Over the past 5 years, mortgage interest rates have gone in one direction, down, down, and down. Each time we appear to have hit a floor, the bottom drops out of it to another floor.
Over this time frame, some borrowers have taken an “I’ll get around to it” attitude. However, I thought it wise to break down what the actual savings on refinancing in today’s market will actually mean.
Example 1 – Paying off your Mortgage Faster
Borrower John in Chesterfield, MO has a $175,000 mortgage at 5.5%with 25 years left at a payment of $993.63 and has been putting off refinancing due to the trouble of rounding up all of the income documentation.
What is available is $175,000 mortgage at 15 years at 2.75% which carries a payment of $1,187.59.
Total payback on John’s loan (993.63x25x12) is $298,089 but by applying for a lower rate on a 15 year leaves him with a total payback of $213,766, saving John a whopping $84,322.
Ex. 2 Improving Cash Flow for Investments
Borrower Lisa from Overland Park, Kansas has a $200,000 Mortgage at 5.5% with 25 years left which carries payment of $1,135.58
What Lisa wants to do with her situation is refinance to a 30 at 3.500% and invest the excess cash flow.
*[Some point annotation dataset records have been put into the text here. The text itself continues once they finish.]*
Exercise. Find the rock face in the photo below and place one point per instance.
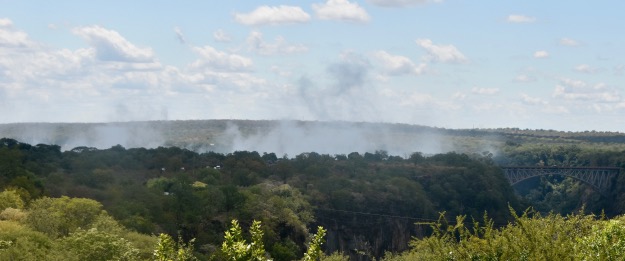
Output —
(367, 238)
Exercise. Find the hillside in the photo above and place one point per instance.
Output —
(295, 137)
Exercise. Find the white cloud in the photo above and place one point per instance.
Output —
(585, 68)
(619, 69)
(276, 15)
(398, 65)
(111, 46)
(541, 54)
(341, 10)
(9, 37)
(441, 53)
(532, 100)
(180, 35)
(6, 22)
(401, 3)
(459, 96)
(221, 61)
(577, 90)
(524, 78)
(221, 36)
(256, 43)
(568, 42)
(485, 91)
(515, 18)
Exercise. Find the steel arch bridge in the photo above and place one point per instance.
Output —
(600, 178)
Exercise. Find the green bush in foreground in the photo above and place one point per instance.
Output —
(529, 237)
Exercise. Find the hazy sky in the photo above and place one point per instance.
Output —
(446, 63)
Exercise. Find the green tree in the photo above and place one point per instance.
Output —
(10, 199)
(97, 245)
(235, 248)
(169, 250)
(57, 217)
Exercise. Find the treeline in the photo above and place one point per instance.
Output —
(368, 202)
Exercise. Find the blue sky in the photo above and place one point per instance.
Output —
(447, 63)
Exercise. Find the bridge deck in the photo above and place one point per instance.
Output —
(599, 178)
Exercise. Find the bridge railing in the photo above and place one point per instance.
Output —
(598, 177)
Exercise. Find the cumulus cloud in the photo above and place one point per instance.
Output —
(441, 53)
(10, 37)
(568, 42)
(541, 54)
(516, 18)
(584, 68)
(221, 61)
(111, 46)
(257, 44)
(524, 78)
(345, 95)
(401, 3)
(273, 15)
(397, 64)
(485, 91)
(529, 100)
(341, 10)
(577, 90)
(221, 36)
(180, 35)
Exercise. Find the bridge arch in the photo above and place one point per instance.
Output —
(599, 178)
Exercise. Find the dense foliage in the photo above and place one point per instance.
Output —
(368, 203)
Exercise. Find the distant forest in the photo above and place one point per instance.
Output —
(370, 203)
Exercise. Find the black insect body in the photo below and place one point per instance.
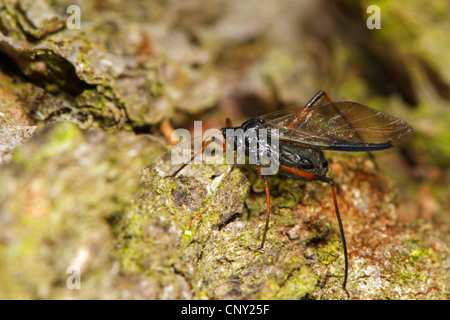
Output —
(302, 135)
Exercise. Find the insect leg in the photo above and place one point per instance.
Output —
(312, 176)
(319, 95)
(266, 185)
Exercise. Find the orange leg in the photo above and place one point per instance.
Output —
(266, 185)
(311, 176)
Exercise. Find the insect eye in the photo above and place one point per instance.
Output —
(306, 163)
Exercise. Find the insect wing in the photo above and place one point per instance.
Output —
(341, 125)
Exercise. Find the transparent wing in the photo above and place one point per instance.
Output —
(341, 125)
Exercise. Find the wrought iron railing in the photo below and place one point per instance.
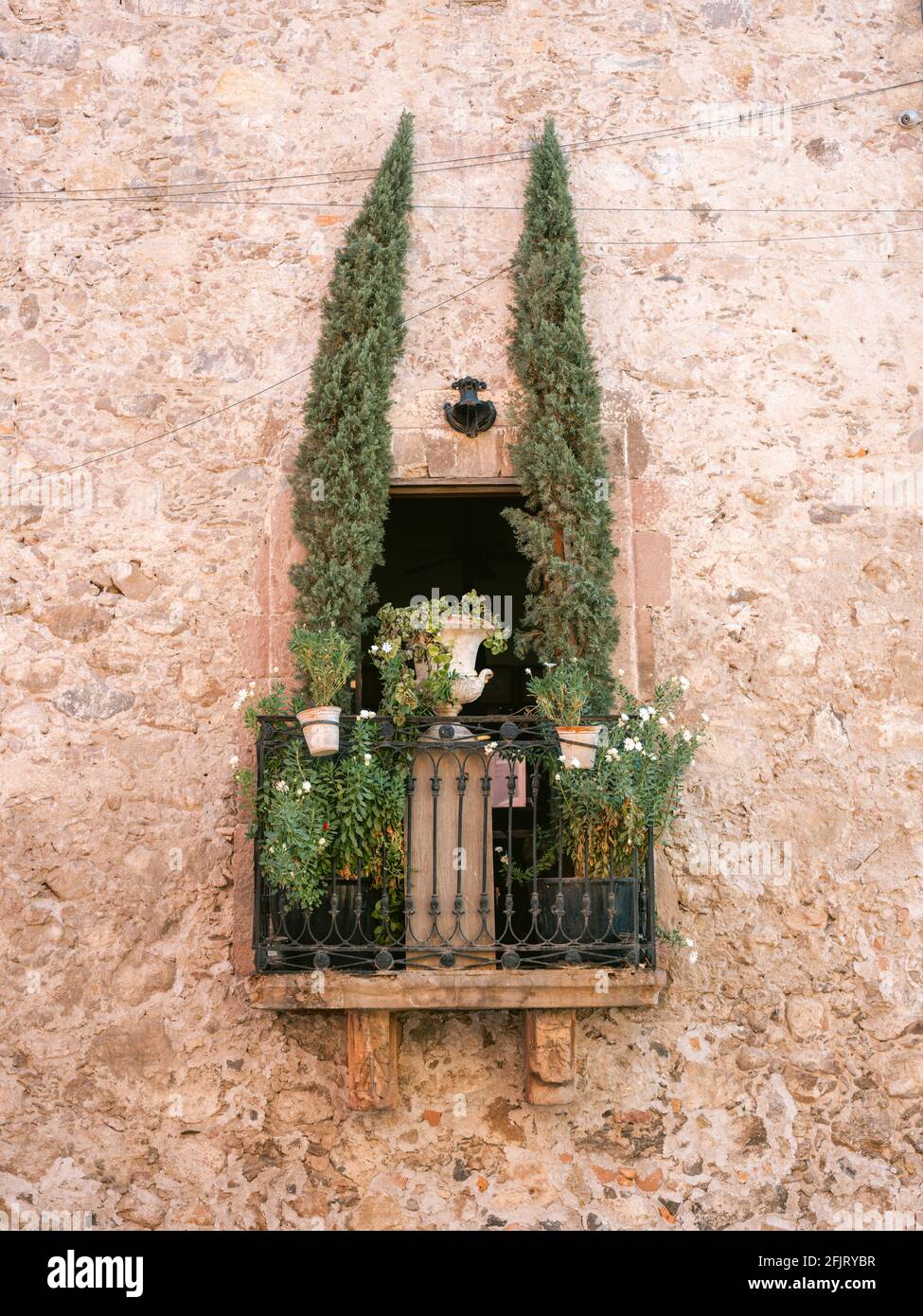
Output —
(490, 874)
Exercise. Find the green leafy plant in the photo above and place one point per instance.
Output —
(635, 783)
(343, 470)
(343, 816)
(414, 661)
(559, 459)
(326, 660)
(562, 692)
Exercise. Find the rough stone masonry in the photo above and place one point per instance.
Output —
(761, 399)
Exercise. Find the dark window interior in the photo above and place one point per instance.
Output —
(452, 543)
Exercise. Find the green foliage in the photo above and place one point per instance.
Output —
(635, 782)
(326, 658)
(337, 815)
(414, 662)
(562, 692)
(344, 462)
(559, 458)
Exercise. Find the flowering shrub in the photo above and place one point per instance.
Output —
(337, 815)
(633, 783)
(326, 660)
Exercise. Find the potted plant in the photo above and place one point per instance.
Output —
(561, 697)
(326, 661)
(425, 654)
(633, 783)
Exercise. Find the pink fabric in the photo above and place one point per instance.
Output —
(499, 782)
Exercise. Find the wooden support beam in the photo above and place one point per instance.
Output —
(371, 1040)
(460, 988)
(551, 1056)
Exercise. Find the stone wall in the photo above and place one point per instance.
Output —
(757, 398)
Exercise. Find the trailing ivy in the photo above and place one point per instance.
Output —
(344, 462)
(559, 459)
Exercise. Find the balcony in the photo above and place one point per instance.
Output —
(482, 873)
(481, 891)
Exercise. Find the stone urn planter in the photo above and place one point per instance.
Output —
(579, 742)
(322, 729)
(462, 636)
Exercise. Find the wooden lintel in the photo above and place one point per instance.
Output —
(460, 988)
(551, 1056)
(371, 1049)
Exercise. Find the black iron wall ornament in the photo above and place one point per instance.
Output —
(470, 415)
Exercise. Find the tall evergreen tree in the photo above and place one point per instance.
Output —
(559, 459)
(344, 463)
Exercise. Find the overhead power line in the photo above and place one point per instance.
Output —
(278, 383)
(366, 172)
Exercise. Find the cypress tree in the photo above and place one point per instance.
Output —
(559, 459)
(344, 462)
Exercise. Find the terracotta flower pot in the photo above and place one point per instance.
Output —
(322, 729)
(579, 742)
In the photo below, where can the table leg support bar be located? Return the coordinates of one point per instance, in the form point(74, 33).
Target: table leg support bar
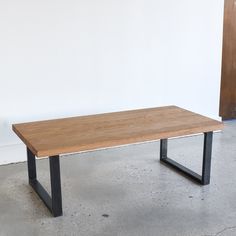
point(53, 203)
point(203, 179)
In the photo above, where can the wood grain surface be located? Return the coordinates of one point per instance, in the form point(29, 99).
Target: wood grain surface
point(68, 135)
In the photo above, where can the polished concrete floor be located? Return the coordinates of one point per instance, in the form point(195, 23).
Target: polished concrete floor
point(127, 191)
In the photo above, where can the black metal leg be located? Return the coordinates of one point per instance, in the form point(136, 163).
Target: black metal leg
point(203, 179)
point(54, 203)
point(55, 185)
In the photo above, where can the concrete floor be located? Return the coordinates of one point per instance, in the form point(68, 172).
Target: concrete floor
point(126, 191)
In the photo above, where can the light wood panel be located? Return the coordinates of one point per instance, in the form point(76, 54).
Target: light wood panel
point(60, 136)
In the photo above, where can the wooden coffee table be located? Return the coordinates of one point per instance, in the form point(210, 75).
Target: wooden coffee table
point(70, 135)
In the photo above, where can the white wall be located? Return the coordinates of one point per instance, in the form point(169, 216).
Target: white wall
point(73, 57)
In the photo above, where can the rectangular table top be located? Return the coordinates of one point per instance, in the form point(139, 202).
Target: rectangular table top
point(68, 135)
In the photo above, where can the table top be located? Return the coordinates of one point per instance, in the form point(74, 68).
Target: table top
point(83, 133)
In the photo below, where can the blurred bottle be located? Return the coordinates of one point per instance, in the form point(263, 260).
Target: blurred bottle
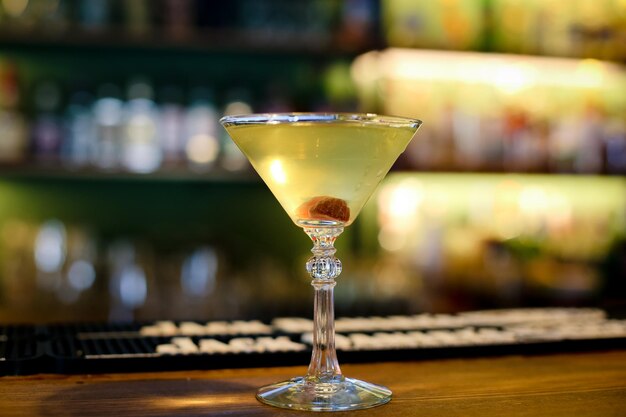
point(615, 146)
point(128, 280)
point(138, 16)
point(141, 150)
point(178, 18)
point(80, 137)
point(47, 129)
point(108, 113)
point(201, 135)
point(232, 158)
point(14, 129)
point(358, 22)
point(171, 124)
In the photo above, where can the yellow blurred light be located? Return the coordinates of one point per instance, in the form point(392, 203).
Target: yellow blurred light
point(390, 240)
point(590, 73)
point(278, 172)
point(202, 149)
point(405, 199)
point(512, 79)
point(508, 73)
point(533, 200)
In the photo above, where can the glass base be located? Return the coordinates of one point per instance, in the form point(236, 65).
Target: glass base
point(304, 394)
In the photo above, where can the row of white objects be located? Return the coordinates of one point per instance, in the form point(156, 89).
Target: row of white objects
point(185, 345)
point(404, 340)
point(190, 328)
point(475, 337)
point(372, 324)
point(447, 321)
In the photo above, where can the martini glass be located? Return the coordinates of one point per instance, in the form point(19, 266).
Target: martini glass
point(322, 168)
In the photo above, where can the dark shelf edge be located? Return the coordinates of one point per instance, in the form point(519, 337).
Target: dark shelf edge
point(217, 41)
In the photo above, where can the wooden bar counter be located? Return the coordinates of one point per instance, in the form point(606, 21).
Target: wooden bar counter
point(572, 385)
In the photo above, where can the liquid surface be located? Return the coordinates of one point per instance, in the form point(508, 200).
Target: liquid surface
point(303, 161)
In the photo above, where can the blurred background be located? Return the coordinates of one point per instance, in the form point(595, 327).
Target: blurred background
point(121, 197)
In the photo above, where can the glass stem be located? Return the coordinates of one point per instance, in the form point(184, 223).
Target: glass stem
point(324, 268)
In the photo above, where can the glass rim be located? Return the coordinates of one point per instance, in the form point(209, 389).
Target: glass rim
point(280, 118)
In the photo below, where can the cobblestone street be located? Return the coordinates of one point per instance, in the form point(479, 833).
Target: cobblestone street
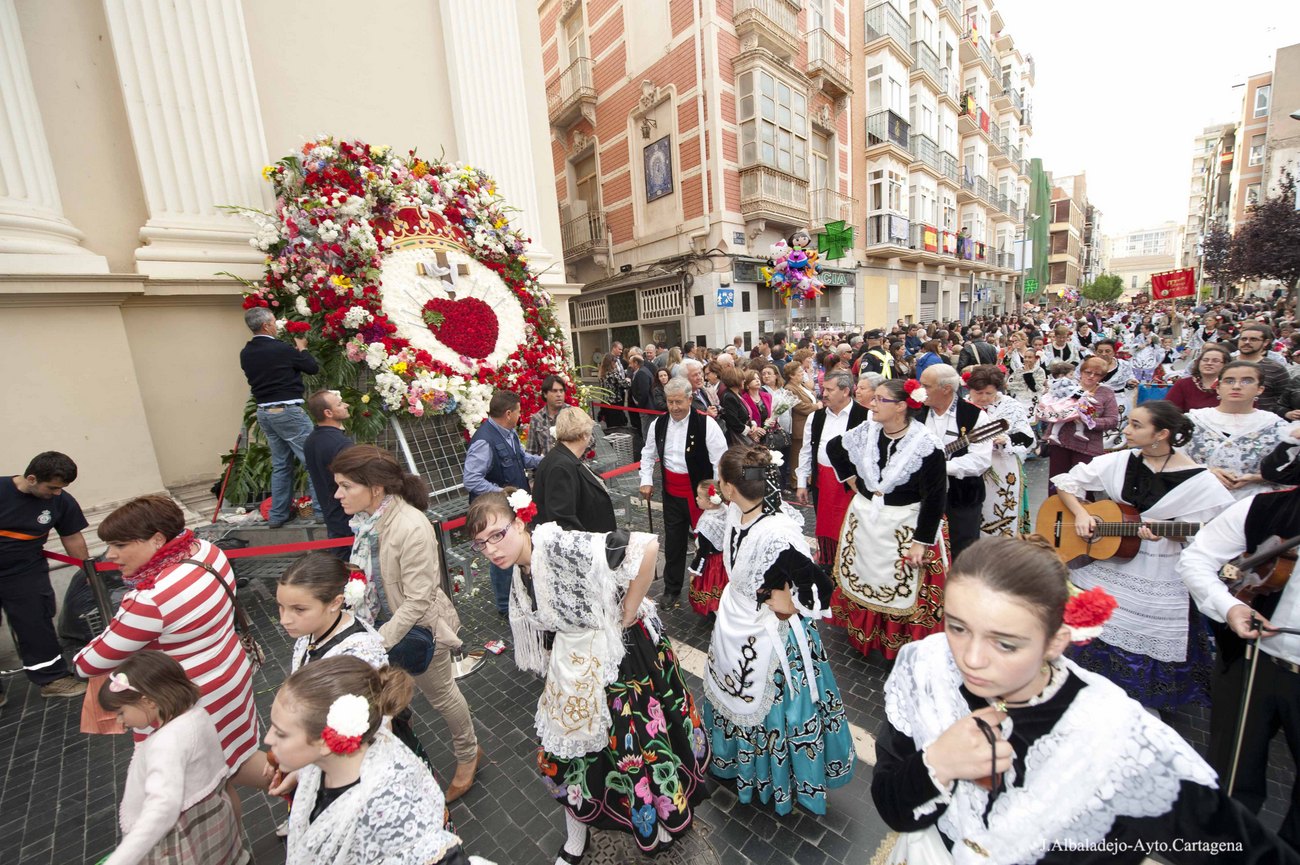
point(59, 788)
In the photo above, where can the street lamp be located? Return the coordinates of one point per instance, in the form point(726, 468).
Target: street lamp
point(1025, 236)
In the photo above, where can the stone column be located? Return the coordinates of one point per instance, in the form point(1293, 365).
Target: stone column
point(195, 122)
point(489, 100)
point(34, 234)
The payment on her $200,000 mortgage is $898.08, saving her $237.49. If Lisa invests the $237 savings every month over 30 years, assuming a 5% return in a tax deferred account, she will have $197,000 left over when she pays off her mortgage in 30 years.
So to conclude, if it’s to pay off your mortgage quicker, or to take advantage of investment opportunities, there are great financial opportunities in today’s refinance market.